Lackland Air Force Base, Texas Thursday 4 June 1959

The training was to start on the following Monday and guys from all over the country were arriving every day. We had been told to bring no personal items and no changes of clothing. We were assigned to a barracks and issued a towel, a footlocker, a flashlight, sheets and pillowcase, a toothbrush and a cake of soap.

By Saturday there were sixty-five of us and by then most of us stank. We had showers but no clean clothes. The more creative among us, including me, learned to shower at night in our underwear and sox which would be dry by the next morning. We were incarcerated in this rickety old building except for being marched to the mess hall for meals. Some of us, also including me, had smuggled in a book or two and they were guarded like cigarettes in prison.

We were almost all in our early twenties, college graduates and draft dodgers. There was not one warrior among us (though there were several lawyers).

Monday morning after breakfast we were marched, along with similar groups from three other barracks, to the parade ground and seated on bleachers. Four Training Instructors (“T. I.s” aka drill Sergeants), stood before us and called names dividing us into four “Flights”, like Companies in the Army. Each Flight was then marched to a barracks.

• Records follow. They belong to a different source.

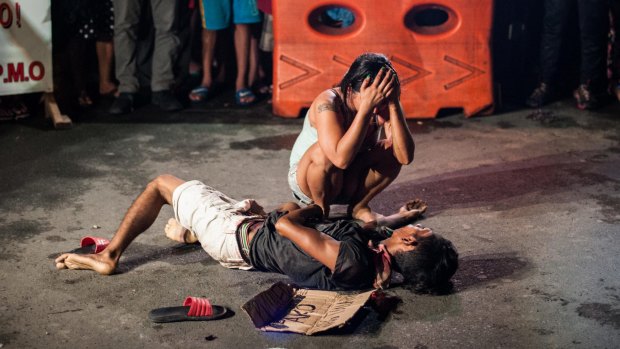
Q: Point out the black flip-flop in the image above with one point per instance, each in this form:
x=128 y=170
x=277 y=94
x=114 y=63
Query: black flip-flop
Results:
x=193 y=309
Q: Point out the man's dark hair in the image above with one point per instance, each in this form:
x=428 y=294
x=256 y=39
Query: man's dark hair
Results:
x=429 y=267
x=366 y=64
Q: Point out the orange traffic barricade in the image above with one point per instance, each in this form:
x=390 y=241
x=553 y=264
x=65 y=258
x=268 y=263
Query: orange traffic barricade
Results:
x=440 y=49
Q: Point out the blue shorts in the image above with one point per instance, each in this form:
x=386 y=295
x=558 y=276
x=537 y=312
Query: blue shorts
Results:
x=216 y=14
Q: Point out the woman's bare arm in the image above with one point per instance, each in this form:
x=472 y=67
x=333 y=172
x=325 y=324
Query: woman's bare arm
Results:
x=397 y=130
x=341 y=145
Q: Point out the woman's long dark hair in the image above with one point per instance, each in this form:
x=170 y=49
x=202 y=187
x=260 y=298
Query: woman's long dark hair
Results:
x=366 y=64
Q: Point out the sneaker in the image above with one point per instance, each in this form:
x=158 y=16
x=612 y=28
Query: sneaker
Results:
x=122 y=104
x=166 y=100
x=585 y=98
x=539 y=97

Our T. I. introduced himself as Staff Sergeant Daniel and told us to enter the barracks, line up in alphabetical order and report to him in the Flight office according to the instructions on the door. All the bunk beds had been stripped and collapsed. A stack of mattresses was piled at one end of the room. These were the instructions:

KNOCK ONCE LOUDLY
WHEN TOLD TO ENTER STAND AT ATTENTION
STATE YOUR NAME, RANK AND SERIAL NUMBER LOUDLY
“REPORTING AS ORDERED”

Seemed easy enough for college graduates but it turned out not to be. None of the ten or eleven guys preceding me knocked or spoke loudly enough the first time and we learned a lot about the correct posture for “attention”. The walls were paper thin so we could hear the entire drama being played out one recruit at a time. Sergeant Daniel possessed a voice rivaling mine in power and used it fulsomely. He asked each guy three or four of a rotating list of about ten questions almost none of which were answered to his satisfaction. I listened carefully and learned.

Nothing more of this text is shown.